By then advocates had discovered a welcome side effect of the harm reduction approach: Treating people with dignity itself empowers change. Those who feel respected are more likely to respect themselves. Humane treatment can spur self-care rather than self-destruction.
For decades, because of harm reduction’s clash with the policies of the drug war, the government tried to suppress it. Federal agencies advised research grantees to avoid the term; U.S. representatives at United Nations meetings refused to sign health and drug policy documents supporting it. In an illustration of how racism drives drug policy, harm reduction broke through only after opioid addiction began to be seen as a “white” problem and affected families wanted kinder treatment.
Perhaps drug warriors’ opposition to harm reduction makes a certain kind of sense. After all, if prohibition worked, people wouldn’t use illegal drugs, and no such alternative would be needed. Harm reduction can also reverse the polarity of policy arguments in a way that disadvantages prohibitionists. By refusing to accept “fighting drug use” as the most important goal, harm reductionists offer a more appealing objective: saving lives.
Research now shows that needle-exchange programs don’t “enable” or prolong addiction nor do they increase drug use. On the contrary, participants are five times as likely to start treatment than those who don’t use these programs. And in a pandemic, making room for safer socializing doesn’t encourage flouting of other rules; it makes people more likely to follow them.
Harm reduction is a gift from some of the most stigmatized people in the world.
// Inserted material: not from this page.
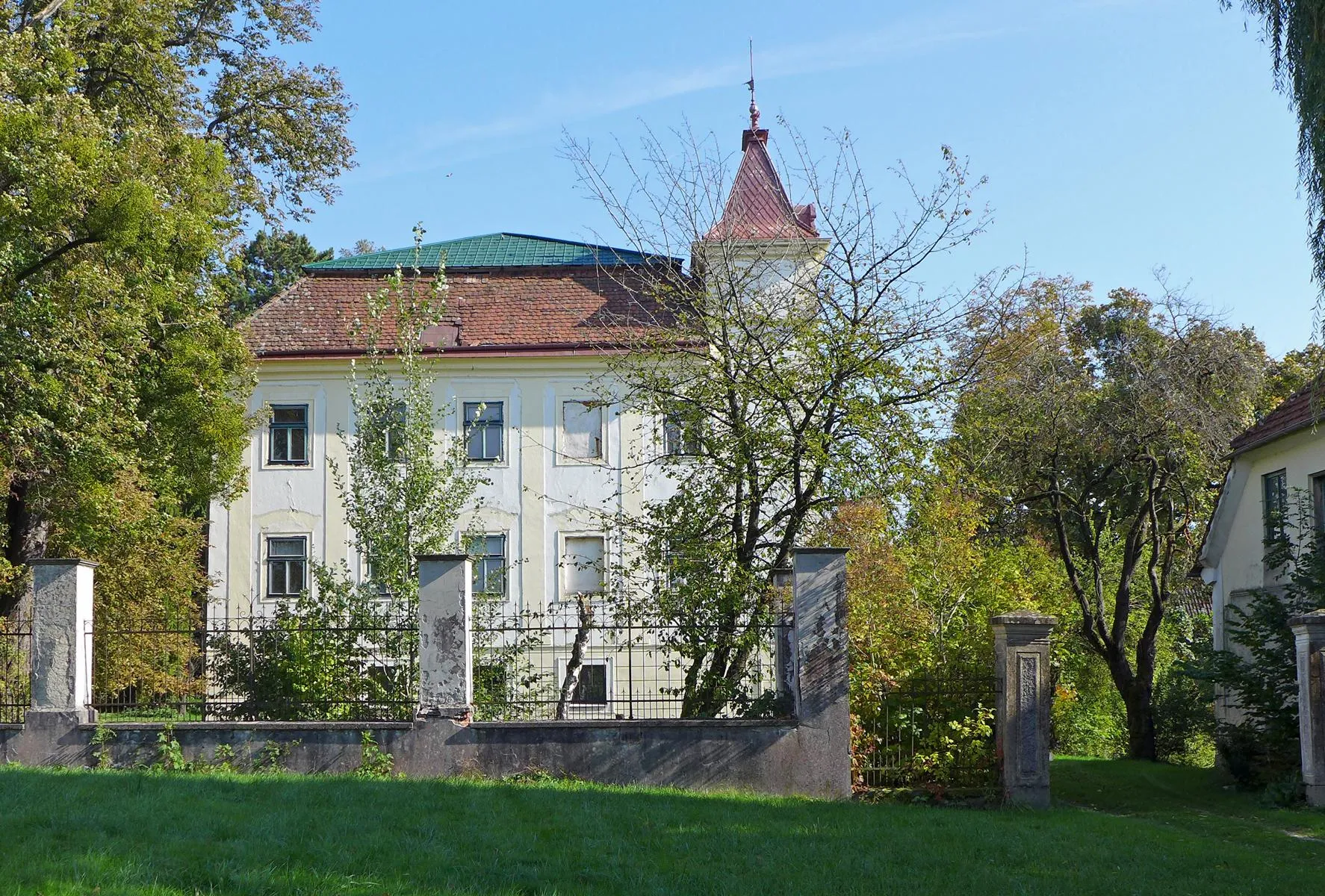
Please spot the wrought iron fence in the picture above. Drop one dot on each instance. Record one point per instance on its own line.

And it will continue to have influence beyond drugs: Epidemiologists promote harm reduction to combat Covid while minimizing pandemic fatigue; environmentalists use it to help cut climate-harming behaviors.
Harm reduction allows nations to set policies that are both humane and effective by putting risks in context and centering the perspectives of those who are most affected. By making it the cornerstone of drug policy — and all policies aimed at changing risky human behaviors — we can build a healthier, happier and more equitable world.
Maia Szalavitz is the author of, most recently, “Undoing Drugs: The Untold Story of Harm Reduction and the Future of Addiction.”